I felt something squeeze my forearm like a vise, and I spun backward toward the curb, pirouetting down to my knees on the gritty asphalt. I felt the whoosh of air and heard the still-blaring horn change in pitch as the taxi shot past where I had been standing one second before. I looked up to see the halal cart owner staring down at me with a mixture of disgust and concern. He hadn't removed his hands from my arm and, breathing heavily, helped me to my feet. The people waiting at the corner stared at me as I blinked back a few startled tears.

“Thank you,” I whispered.

“You need to be careful. You could have been killed,” he scolded, his accented cadence hitting my ears like a beautiful melody after the harshness of the taxi horn. I nodded, and we both looked down at my badly skinned knees. The light changed, and I averted my face as the gawking commuters surged past. I would be the story told at the water cooler that morning; the stupid lady saved from death by the kebab dealer.
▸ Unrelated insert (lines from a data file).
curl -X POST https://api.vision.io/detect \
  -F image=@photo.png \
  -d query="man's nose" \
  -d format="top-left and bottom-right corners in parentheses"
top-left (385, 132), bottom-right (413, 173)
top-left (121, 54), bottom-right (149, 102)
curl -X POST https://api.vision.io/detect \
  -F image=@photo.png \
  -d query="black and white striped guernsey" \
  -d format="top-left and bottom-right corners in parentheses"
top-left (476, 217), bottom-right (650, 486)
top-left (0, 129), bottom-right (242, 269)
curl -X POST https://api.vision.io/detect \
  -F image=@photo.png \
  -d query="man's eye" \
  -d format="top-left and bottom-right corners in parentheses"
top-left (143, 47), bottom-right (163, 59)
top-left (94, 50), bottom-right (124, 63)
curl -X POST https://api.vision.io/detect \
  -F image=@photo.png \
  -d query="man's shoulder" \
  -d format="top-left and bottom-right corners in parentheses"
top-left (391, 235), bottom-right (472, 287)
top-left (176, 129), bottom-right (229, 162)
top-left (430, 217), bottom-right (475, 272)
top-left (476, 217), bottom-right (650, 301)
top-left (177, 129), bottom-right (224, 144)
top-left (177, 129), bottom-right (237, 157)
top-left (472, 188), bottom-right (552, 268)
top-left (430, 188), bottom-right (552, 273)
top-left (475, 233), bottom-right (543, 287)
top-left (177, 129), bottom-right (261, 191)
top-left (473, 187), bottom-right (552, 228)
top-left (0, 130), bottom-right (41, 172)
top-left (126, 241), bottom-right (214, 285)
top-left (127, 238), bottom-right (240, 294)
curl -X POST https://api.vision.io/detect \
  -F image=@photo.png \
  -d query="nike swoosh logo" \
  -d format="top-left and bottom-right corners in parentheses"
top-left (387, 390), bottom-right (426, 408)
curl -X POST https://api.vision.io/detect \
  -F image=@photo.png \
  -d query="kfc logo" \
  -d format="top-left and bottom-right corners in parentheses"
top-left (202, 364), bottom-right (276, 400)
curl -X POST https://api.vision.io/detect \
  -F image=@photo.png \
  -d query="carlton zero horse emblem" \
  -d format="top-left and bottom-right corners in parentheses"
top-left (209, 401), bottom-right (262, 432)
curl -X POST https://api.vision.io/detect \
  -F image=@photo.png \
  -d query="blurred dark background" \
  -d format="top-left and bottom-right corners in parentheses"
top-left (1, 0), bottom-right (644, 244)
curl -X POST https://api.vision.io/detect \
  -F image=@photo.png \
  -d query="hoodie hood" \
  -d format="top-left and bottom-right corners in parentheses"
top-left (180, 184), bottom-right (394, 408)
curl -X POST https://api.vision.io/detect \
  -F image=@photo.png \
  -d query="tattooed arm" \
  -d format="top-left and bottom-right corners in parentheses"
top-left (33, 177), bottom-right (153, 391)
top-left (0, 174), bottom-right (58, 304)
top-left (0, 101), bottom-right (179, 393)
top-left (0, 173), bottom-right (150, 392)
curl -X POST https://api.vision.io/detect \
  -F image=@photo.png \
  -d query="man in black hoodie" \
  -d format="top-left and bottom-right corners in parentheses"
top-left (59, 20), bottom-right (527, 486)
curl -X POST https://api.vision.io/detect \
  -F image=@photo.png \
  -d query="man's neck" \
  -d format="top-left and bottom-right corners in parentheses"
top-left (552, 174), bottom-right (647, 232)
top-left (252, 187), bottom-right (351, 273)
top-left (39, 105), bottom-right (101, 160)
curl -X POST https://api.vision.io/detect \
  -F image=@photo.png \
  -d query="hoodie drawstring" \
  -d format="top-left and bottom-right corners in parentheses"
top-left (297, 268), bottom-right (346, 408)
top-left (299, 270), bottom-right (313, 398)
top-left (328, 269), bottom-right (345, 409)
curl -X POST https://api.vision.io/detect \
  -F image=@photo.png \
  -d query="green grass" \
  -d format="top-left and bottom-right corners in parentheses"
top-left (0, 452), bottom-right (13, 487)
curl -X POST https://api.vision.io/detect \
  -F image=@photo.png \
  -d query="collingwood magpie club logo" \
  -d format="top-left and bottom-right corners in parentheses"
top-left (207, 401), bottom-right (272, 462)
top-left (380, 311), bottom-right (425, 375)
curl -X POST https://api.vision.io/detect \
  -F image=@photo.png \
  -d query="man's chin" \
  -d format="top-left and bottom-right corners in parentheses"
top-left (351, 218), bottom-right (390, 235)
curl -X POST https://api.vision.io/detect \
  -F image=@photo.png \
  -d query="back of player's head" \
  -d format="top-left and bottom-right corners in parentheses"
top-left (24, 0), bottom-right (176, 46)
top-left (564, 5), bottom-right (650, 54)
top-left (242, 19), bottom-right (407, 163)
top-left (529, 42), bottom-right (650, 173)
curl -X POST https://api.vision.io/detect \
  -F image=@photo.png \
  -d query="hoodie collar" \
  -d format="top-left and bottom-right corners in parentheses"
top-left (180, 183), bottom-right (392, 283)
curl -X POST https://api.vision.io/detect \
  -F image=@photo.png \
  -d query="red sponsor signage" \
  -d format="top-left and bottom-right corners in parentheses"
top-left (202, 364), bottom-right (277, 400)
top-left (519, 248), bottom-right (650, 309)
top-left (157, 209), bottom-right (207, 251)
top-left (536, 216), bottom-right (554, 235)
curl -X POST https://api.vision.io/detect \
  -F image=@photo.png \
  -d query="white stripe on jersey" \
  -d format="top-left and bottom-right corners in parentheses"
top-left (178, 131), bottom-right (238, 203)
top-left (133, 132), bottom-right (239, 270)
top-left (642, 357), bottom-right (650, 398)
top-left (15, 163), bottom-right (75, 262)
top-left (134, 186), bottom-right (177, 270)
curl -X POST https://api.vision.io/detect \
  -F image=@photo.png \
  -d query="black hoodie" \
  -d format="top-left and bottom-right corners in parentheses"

“Wait,” he said to me, and I obeyed. I was too stunned to move anyway. My mouth was dry, and my head felt sickeningly light. I leaned an arm against the cart and wiped the sweat from my forehead. Blearily I turned my head toward where the bus had been. It was long gone.

The halal cart man returned with napkins, which he offered to me for my knees. I thanked him again, and he waved me off, a very irritated hero.

I hobbled toward my office, where I spent the rest of the day in a haze, trying to dismiss what my mind insisted I had seen. I could focus on work for short spurts, but a sickening anxiety would shoot through me every time my knees brushed my desk, the sore flesh kindling very raw thoughts. I prided myself on being a rational person, and now I was running after buses like a maniac.

I thought I had let her go. It had been years since I'd chased a woman down the street, driven by the compulsion to
just see
, to make absolutely certain that it wasn't Cyn pushing a stroller freighted with groceries or browsing in a liquor store window. I thought I was better, but perhaps I was wrong.

I slowly crossed my legs, deeply conscious of the fiery burn as flesh grazed flesh. The sharp bite of pain was enough to bring tears to my eyes, and enough to remind me that I was still alive, and she was not. I was not surprised when an instant later, I heard her voice.